Over the past several centuries, Hawaii’s native bird populations have been decimated due to an array of factors, including introduced diseases (avian malaria and pox), introduced rats, habitat change, and hunting. As a result, most live near the tops of the mountains and have small populations. Few birds and remote locations make studying many of these native populations incredibly challenging.
In contrast, Hawaii is also home to many introduced birds that can be seen everywhere, from Brazilian Cardinals and Common Mynas on the beaches to Japanese White-eyes and various game birds at the mountaintops. Various organizations in Hawaii introduced these birds from elsewhere in the world to have birdsong fill the air again and occasionally to serve as pest control for crops. Over 170 species have been brought to Hawaii and released into the wild. Of these releases, at least 54 species now have breeding populations, and most seem destined to stay for the long haul. Many species, such as the Japanese White-eye, Northern Cardinal, Zebra Dove, and Common Myna, have robust populations and can be found in a variety of habitats.

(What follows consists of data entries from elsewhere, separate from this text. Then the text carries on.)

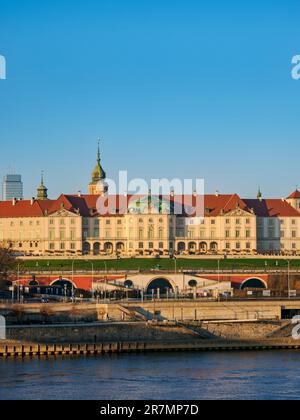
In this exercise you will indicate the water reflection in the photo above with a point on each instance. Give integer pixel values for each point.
(247, 375)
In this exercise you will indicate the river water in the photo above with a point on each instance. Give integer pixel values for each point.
(196, 376)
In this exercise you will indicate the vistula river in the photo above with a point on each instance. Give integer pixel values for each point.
(166, 376)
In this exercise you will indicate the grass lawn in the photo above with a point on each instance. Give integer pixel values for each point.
(150, 264)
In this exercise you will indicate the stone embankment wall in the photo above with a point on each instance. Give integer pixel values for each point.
(99, 333)
(144, 332)
(251, 310)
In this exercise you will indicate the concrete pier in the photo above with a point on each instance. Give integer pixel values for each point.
(38, 350)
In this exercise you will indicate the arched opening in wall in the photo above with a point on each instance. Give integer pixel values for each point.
(181, 247)
(214, 247)
(192, 247)
(253, 283)
(120, 247)
(108, 248)
(203, 247)
(33, 283)
(86, 248)
(162, 284)
(96, 248)
(128, 284)
(63, 284)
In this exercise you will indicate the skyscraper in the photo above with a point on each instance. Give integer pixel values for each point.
(12, 187)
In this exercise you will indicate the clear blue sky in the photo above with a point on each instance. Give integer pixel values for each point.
(175, 89)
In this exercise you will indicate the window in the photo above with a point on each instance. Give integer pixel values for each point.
(141, 233)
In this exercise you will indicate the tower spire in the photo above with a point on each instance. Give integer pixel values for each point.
(259, 194)
(98, 154)
(42, 191)
(97, 186)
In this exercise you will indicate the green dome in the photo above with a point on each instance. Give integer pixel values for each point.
(98, 173)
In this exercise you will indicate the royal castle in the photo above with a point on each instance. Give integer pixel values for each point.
(71, 225)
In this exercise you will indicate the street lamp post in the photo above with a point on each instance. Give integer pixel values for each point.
(289, 291)
(219, 280)
(73, 262)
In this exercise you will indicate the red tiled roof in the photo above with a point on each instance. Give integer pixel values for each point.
(86, 205)
(295, 194)
(272, 208)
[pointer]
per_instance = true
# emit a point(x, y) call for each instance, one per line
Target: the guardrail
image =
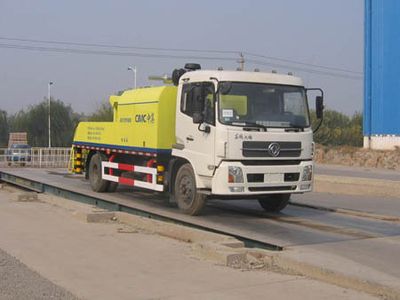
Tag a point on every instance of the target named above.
point(35, 157)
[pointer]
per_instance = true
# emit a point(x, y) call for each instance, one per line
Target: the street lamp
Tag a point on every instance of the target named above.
point(48, 99)
point(133, 69)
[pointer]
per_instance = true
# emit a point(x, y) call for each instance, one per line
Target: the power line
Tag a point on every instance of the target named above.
point(112, 53)
point(120, 46)
point(101, 45)
point(305, 70)
point(302, 63)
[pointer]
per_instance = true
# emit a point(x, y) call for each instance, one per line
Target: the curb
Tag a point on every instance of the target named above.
point(228, 251)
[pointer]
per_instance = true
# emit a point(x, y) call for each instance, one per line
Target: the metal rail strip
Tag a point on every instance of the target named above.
point(113, 206)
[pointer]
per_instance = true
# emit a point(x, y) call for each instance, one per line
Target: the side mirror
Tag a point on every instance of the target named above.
point(319, 107)
point(198, 118)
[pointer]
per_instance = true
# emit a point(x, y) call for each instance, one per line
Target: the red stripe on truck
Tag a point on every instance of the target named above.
point(127, 181)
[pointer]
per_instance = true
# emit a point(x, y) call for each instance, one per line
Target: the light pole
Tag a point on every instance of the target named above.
point(48, 99)
point(133, 69)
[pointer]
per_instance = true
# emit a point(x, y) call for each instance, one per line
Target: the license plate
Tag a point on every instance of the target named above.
point(273, 177)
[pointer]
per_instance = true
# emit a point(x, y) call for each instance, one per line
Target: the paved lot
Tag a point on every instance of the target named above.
point(95, 261)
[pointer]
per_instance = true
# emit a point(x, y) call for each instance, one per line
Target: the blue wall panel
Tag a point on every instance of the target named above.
point(382, 67)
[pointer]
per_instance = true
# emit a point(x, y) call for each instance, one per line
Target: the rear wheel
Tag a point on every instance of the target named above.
point(186, 196)
point(96, 182)
point(274, 203)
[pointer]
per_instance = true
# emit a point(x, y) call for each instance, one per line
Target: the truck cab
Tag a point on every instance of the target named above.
point(245, 135)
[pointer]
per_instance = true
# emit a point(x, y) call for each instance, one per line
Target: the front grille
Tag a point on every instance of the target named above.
point(271, 188)
point(255, 177)
point(259, 177)
point(260, 149)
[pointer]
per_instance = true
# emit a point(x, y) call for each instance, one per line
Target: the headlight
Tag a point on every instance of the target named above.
point(235, 174)
point(307, 173)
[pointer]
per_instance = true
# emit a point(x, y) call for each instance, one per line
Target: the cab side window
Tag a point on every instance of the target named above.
point(187, 99)
point(199, 97)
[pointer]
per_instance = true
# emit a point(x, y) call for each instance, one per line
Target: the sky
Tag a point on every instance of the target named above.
point(314, 39)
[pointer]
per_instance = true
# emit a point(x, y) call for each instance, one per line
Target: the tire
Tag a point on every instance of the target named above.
point(97, 184)
point(274, 203)
point(187, 198)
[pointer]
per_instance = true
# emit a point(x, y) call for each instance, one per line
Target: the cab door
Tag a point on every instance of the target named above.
point(195, 126)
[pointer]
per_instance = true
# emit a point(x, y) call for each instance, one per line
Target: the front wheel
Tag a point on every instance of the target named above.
point(275, 202)
point(186, 196)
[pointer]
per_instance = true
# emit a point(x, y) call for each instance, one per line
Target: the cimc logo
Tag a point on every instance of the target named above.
point(145, 118)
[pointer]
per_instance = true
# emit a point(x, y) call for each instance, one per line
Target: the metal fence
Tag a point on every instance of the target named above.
point(35, 157)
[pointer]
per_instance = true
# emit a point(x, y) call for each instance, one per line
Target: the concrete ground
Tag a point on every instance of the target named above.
point(71, 258)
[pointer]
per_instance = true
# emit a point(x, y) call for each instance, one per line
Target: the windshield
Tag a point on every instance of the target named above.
point(262, 105)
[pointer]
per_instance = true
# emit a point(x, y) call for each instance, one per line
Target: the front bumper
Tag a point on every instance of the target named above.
point(262, 179)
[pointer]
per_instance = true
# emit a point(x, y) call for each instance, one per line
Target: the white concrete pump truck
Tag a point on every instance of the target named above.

One introduced species, the Japanese Bush-Warbler, is perhaps the coolest of them all. However, despite its prominent place as the iconic harbinger of spring in Japan, few people in Hawaii think much of this species—perhaps because it is often heard but rarely seen, or perhaps because when one does finally spy a bush-warbler, it is a drab olive-brown with few prominent markings. Whatever the reason for overlooking it, bush-warblers have successfully colonized most brushy habitats on all of the main Hawaiian Islands. They were released on the island of Oahu in the 1920s, and after decades of population growth on Oahu, they naturally spread to the remaining main Hawaiian Islands by 1997.

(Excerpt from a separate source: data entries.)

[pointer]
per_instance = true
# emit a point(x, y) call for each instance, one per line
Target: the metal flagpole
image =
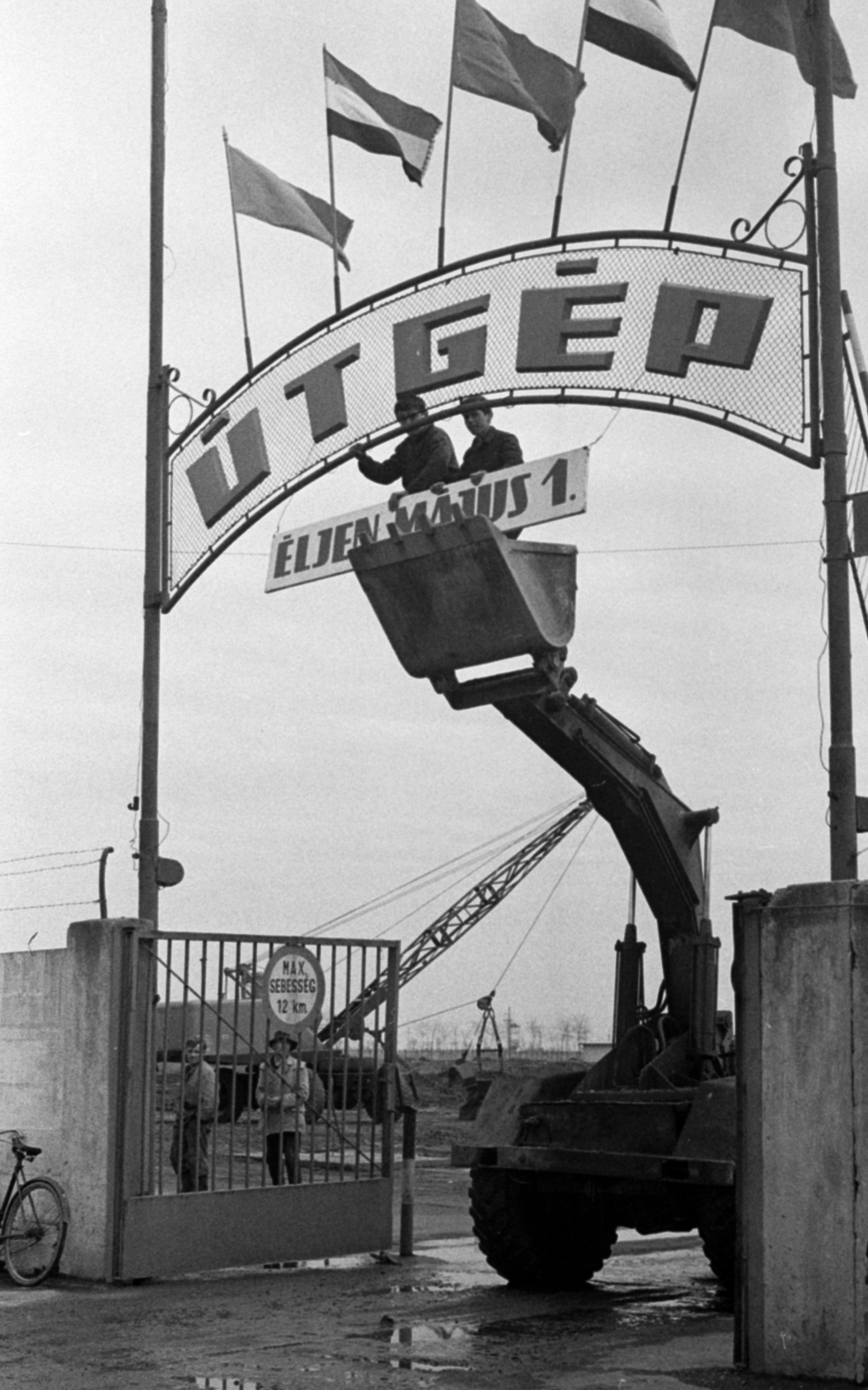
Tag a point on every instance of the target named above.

Birds on islands have provided some of the best historical examples of the evolutionary process—think Charles Darwin in the Galapagos and Alfred Russel Wallace in the Malay Archipelago. Capturing cases of evolution “in action” is difficult. However, introductions of non-native birds into the Hawaiian Islands provide numerous opportunities for research, particularly in assessing potential evolutionary changes over a relatively short time frame. In this study, we were afforded a unique opportunity to look at the evolution of the Japanese Bush-Warbler within the past several decades by combining population genetic analyses of this species with a detailed invasion timeline on each island. As a result, we were able to see how rapidly genetic changes can occur during an invasion. We found both expected patterns, such as a decline in genetic diversity on the most recently invaded island, and an unexpected pattern, potential assortative mating on each island. These findings suggesting substantial room for future work in a system and setting that is pretty hard to match.